青年会議所という「組織」は様々な学びや体験の機会を我々に与えてくれます。「組織」から得たメンバーの学びや経験は個人に留め置くのではなく「組織」のために還元して初めて最大限に活かされます。メンバー一人ひとりが青年会議所の目的を自分事と捉え、自らの時間と行動を「組織」に捧げる覚悟を持ち、まずは「自分の為に」ではなく「相手の為に」という意識、そして「我々の為に」という強い意志が「まちのために」という青年会議所の目的に繋がり、メンバー一丸となって運動する先に地域を想い行動できるリーダーとしての「組織」があると確信しております。

JCを学び、体感し、伝えよう

青年会議所を維持し、地域で活発に運動していく根幹となるのは拡大です。近年日本の青年会議所全体で毎年3%の会員減少が続く現状で、御殿場青年会議所は 2017年のブロック大会主管という大きな担いの後もメンバーの拡大意識の高さで会員数は大きな減少に見舞われることなく30名以上を保ち続けています。しかし40歳で卒業となる青年会議所では、会員減少は常に起こる現実です。数より質という言葉がありますが、数を疎かにして質を高めるべき対象がいなくなっては本末転倒です。我々は明るい豊かな社会を創る組織です。多くの人が集まれば様々な知識が流入し、実現できる事業の規模も広がり、規模の大きい事業はそれだけで社会に大きな影響を与えられます。

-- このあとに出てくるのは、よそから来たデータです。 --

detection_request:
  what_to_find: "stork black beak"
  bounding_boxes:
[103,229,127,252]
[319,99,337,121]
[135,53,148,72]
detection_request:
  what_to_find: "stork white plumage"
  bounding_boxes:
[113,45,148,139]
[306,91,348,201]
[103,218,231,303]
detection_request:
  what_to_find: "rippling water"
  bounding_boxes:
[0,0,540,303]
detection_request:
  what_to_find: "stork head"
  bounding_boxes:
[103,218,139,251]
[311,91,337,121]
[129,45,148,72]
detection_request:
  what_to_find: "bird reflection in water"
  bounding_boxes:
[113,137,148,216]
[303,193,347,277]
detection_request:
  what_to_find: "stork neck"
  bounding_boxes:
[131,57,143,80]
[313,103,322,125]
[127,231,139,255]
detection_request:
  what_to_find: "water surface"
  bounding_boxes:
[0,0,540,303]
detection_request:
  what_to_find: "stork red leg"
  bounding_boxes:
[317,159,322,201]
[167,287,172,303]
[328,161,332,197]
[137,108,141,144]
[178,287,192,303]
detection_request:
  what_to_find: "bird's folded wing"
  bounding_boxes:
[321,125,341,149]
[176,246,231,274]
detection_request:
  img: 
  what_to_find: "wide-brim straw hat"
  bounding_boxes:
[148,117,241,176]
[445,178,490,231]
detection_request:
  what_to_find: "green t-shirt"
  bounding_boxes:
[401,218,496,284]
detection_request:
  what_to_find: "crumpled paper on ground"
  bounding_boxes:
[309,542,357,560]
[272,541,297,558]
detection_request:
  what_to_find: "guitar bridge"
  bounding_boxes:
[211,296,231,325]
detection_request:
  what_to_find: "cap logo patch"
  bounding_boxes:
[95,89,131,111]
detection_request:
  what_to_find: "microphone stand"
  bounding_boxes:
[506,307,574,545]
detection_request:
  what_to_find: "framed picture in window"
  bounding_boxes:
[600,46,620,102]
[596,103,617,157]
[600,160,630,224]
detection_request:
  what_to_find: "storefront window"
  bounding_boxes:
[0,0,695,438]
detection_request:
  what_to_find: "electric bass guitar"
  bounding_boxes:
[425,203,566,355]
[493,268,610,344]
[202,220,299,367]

今年度は36名でのスタートとなりますが、今年と来年を合わせ10名卒業という現状を見据え、会員の維持だけでなく発展の礎とするべく2000年度以来の会員50名を目指し、15名の拡大を目標に掲げます。 青年会議所 とは、自らを見つめ直し学び鍛える修練、自らの利害に関係なく相手の為に行動できる奉仕の精神、自ら踏み出すことで無限の友情を得られる機会、これらを与えてくれ自分自身がよりよく変われる学び舎だと私は考えます。だからこそまずは我々自身が青年会議所の行っている事業や活動を都度体感し、未来の同志が入会することで得られる可能性を伝え、共に歩む一歩を踏み出してもらいましょう!

まちづくりはひとづくり

1964年から56年目の今年、半世紀を経てオリンピックが再び日本に戻ってきます。 この御殿場・小山のまちでもオリンピック・パラリンピックのロードレース競技が開催され、市町外から非常に多くの観光客が訪れます。 御殿場青年会議所としても改めて御殿場・小山の魅力や活動を知り、対外に発信するまたとないチャンスです。

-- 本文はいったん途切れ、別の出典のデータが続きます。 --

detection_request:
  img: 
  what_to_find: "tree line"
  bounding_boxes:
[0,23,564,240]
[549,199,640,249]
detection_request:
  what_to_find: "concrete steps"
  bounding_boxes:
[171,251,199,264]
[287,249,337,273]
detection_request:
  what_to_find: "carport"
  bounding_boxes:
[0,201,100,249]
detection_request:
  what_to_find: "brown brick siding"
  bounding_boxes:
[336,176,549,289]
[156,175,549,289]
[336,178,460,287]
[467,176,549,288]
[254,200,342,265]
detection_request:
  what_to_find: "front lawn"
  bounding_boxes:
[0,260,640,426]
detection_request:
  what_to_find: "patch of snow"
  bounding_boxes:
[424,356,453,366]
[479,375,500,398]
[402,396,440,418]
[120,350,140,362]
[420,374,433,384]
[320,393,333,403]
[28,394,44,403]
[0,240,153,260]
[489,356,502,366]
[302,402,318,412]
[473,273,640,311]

埋もれてしまっている伝統の復活を図るか、 既存の地域の魅力を掘り下げるか、はたまた新たなまちの創造をするかなど、まちの良さを引き出す切り口は無限大です。 まちづくりはひとづくり、青年会議所としての使命は創られたことを引き継ぐことではありません。未知の可能性を切り拓き、率先してまちの発展のきっかけを創り続け、まちをよりよくしようと積極的に動ける人財を1人でも増やしていく事が明るい豊かなまちづくりに繋がるのです。

子どもの可能性は無限大

子どもだった我々に、地域の大人たちは学校だけでは知りえない様々な体験をさせてくれました。その体験は、自身の人生形成において非常に大きな影響を与えてくれました。現代社会において育児放棄問題が取りざたされている反面、わが子を想うあまり 「安全・安心・知ってる・無理させない」などの言葉を念頭に、子どもに挑ませない過保護な家庭や過干渉な親も増えています。

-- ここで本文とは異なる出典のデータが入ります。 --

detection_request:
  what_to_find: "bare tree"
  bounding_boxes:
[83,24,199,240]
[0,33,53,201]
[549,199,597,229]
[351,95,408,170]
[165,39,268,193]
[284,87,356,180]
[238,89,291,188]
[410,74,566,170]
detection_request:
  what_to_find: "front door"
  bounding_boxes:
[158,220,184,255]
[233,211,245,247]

しかし子どもの意欲と探究心は時に大人の先入観を凌駕します。未知の体験を経て目まぐるしい成長を遂げる芽を事前に摘むのは非常にもったいない。子どもが成長し自立する上で、実現や成功などのプラス体験はもとより、葛藤や挫折などのマイナス体験も含め、多様な体験を経験することが不可欠です。だからこそ、子どもたちに学校や家庭では触れ得ない広い世界に繋がる機会を創り体験させることが御殿場青年会議所の責務だと考えます。

まちの未来を担っていくのは子どもである。これはいつの時代も不変です。子どもたちの得る経験の一つ一つが地域の可能性を拡げていくでしょう。

知行合一

日本の青年会議所は人数の減少だけでなく、在籍年数の縮小も問題となっています。 それに伴い、在籍年数の長いメンバーも減り続け、その豊富な知識や経験を伝え聞く機会も減ってきております。このような現状で大事なことは教わるだけではなく、伝えていく責任を果たす事です。青年会議所の活動は多くの学びと経験を与えてくれ、人として成長することができます。また人としての成長とは、自身の欠点、困難な試練、厳しい助言を素直に受け入れ向き合った時にこそ大きく得られるものです。 そこで得た経験や知識は、他のメンバーに伝え分かちうことでより良い影響をもたらします。

みなさん、まずは多くのメンバーと話しお互いを知りましょう。そしてひとつからでいい、あなたが青年会議所活動で得た知識や経験、または教えてもらった事をみんなで分かち合えば、それが次代の御殿場青年会議所運動の成長につながっていくのです。

親愛なるメンバーへ

「自分の例会に出てほしかったら、まずは自分からみんなの例会に出席してあげなさい。」 青年会議所という組織をいまいち理解しないままだった自分が委員長拝命時にかけられた言葉です。

いま、みなさんの青年会議所活動はどうですか?楽しい?難しい?めんどうくさい?つまらない?

難しいのなら挑戦している自分を褒めてください!めんどくさいのに出席している自分を称えましょう!つまらなければあなたが面白くしてみましょう!青年会議所は参加することで学べ、責任を得ることで気づき、経験することで教えてくれます。 私は何もかも犠牲にしてまで活動しろとは言えません。

しかし青年会議所メンバーである以上40歳で卒業という限られたJCライフの中で、誰もが大なり小なりリスクを背負ってでも青年会議所活動に参加すべき瞬間があります。青年会議所活動にエスカレーターはついていません。やるのもやらないのも あなた次第です。前だけを見て、時に不利益を呑みこんででも挑み、やり遂げればJCはきっと楽しい!

最後に

なんでもできて頼りがいのあるリーダー!そんな人に私はなりたい・・

しかし、学びが多いJCではやればやるほど足りない点が見えてきます。今でも私はみんなと同じく40歳まで学び続けるメンバーの1人です。それでも多くのメンバーから学び、事業に参加していく中で自分の中に見つけられたひとかけらの責任感、それがあるから私は前に進めます。うさぎでも亀でもいい、前へ、もっと前へ。みんなで前を向いて成長できる御殿場青年会議所でありたい。

みなさま、一年間どうぞよろしくお願いいたします。